Coluccia et al evaluate the usefulness of intraoperative fluoroscopy to decrease catheter malpositioning, and define radiological landmarks to identify the correct localization.
A total of 104 patients undergoing ventriculoperitoneal shunt placement were analyzed for shunt position, revision surgery and outcome. The results for patients operated on using intraoperative biplanar fluoroscopic assessment of catheter location (X-ray group, n = 57) were compared with a control group operated without intraoperative radiography (control, n = 47). In order to generate a surgical reference map for intraoperative validation of shunt location, different ventricular system landmarks were defined on three-dimensional computed tomography reconstructions of hydrocephalic patients (n = 60) and exported to a two-dimensional layer of the skull.

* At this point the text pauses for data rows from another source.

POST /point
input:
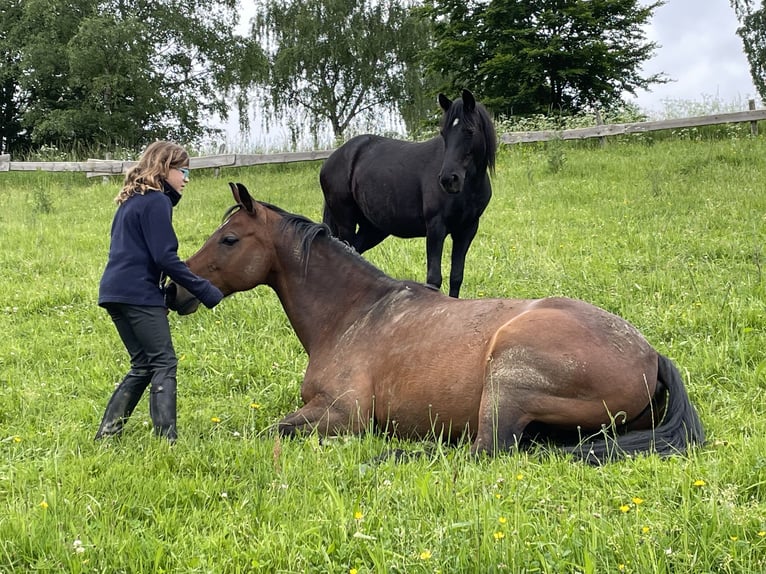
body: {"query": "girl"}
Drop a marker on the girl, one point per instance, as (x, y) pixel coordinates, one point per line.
(143, 250)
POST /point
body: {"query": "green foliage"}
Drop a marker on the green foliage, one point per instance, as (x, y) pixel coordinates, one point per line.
(340, 60)
(668, 235)
(127, 72)
(752, 30)
(543, 56)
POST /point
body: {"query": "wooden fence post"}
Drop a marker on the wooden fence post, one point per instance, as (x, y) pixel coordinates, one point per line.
(753, 124)
(600, 122)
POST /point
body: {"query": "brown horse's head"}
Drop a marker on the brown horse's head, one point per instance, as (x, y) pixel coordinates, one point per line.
(235, 258)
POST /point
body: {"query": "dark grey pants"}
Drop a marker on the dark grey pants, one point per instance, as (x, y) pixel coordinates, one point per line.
(145, 332)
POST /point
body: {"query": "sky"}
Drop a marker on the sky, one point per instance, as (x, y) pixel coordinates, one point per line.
(701, 52)
(698, 49)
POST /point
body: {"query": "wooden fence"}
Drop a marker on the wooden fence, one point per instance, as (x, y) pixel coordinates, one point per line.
(105, 167)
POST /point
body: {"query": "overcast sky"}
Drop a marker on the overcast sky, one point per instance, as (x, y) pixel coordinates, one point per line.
(700, 51)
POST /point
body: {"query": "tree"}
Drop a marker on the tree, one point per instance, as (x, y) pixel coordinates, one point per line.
(336, 60)
(542, 55)
(127, 71)
(752, 30)
(12, 135)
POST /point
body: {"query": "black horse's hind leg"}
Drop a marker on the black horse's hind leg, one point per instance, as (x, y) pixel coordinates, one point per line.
(460, 244)
(436, 233)
(122, 402)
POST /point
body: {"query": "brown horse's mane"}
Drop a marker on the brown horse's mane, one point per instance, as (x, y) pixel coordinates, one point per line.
(487, 127)
(307, 231)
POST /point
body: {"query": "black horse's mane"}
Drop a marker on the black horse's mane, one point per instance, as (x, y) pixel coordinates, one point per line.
(487, 127)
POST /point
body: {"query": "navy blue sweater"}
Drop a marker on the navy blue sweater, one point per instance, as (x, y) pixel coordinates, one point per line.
(143, 247)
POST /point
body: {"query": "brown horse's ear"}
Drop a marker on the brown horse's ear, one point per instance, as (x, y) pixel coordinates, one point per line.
(444, 102)
(242, 196)
(469, 102)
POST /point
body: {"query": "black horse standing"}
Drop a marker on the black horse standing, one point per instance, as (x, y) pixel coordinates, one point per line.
(375, 187)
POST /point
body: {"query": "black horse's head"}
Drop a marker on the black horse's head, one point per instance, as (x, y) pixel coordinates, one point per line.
(470, 143)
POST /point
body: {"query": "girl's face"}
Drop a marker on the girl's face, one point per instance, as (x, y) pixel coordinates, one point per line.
(178, 178)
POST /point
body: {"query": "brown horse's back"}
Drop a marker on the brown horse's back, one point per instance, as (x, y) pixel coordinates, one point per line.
(567, 363)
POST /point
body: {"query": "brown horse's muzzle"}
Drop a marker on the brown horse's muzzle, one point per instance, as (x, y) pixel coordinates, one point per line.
(180, 300)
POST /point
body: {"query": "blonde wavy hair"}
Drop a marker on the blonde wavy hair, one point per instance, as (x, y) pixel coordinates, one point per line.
(152, 169)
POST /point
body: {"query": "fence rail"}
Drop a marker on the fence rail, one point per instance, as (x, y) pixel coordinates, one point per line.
(105, 167)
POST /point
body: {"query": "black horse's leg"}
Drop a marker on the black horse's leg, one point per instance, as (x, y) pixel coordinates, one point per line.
(460, 243)
(435, 235)
(341, 218)
(367, 236)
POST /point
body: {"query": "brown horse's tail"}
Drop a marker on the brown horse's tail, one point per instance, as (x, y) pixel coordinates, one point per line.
(678, 429)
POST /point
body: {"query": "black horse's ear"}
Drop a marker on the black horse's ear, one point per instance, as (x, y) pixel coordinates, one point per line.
(469, 102)
(242, 196)
(444, 102)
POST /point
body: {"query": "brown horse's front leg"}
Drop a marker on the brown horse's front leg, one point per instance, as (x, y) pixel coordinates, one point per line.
(327, 420)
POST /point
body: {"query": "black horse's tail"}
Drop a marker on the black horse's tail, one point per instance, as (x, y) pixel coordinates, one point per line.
(329, 220)
(679, 428)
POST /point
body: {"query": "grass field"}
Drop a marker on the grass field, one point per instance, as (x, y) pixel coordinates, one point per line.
(668, 234)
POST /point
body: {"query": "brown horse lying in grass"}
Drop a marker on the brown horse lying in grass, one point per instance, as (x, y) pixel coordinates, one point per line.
(405, 358)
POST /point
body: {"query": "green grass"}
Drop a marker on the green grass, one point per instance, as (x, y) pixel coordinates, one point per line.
(667, 233)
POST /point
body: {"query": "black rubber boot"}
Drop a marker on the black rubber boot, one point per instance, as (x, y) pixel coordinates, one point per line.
(162, 405)
(122, 402)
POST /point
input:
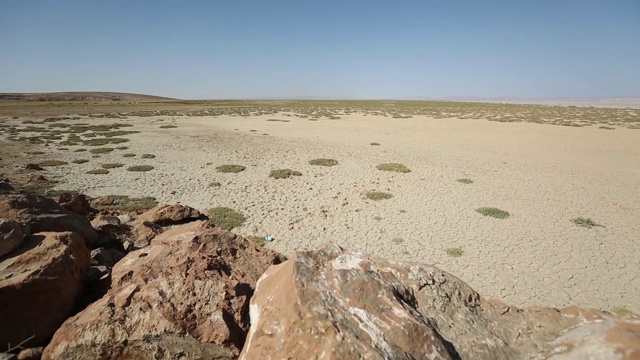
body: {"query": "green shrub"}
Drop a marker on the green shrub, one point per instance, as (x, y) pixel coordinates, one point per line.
(225, 218)
(140, 168)
(395, 167)
(323, 162)
(493, 212)
(377, 195)
(111, 165)
(284, 173)
(585, 222)
(230, 168)
(53, 163)
(125, 203)
(101, 150)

The use of intraoperative X-ray imaging correlated with a significant increase of optimal catheter positions (X-ray group, n = 45, 79%; control group, n = 23, 49%; P = 0.0018). The sensitivity and positive predictive value for estimating an optimal shunt catheter position on biplanar imaging was 96% (95% confidence interval, 87%-99%). The specificity and negative predictive value were both 92% (95% confidence interval, 78%-98%).
Intraoperative fluoroscopy is easy to perform and is a reliable method to assess correct catheter positioning. Based on its predictive value, corrections of malpositioned ventricular catheters can be performed during the same procedure. The use of intraoperative fluoroscopy decreases early surgical revisions in ventriculoperitoneal shunt treatment 1).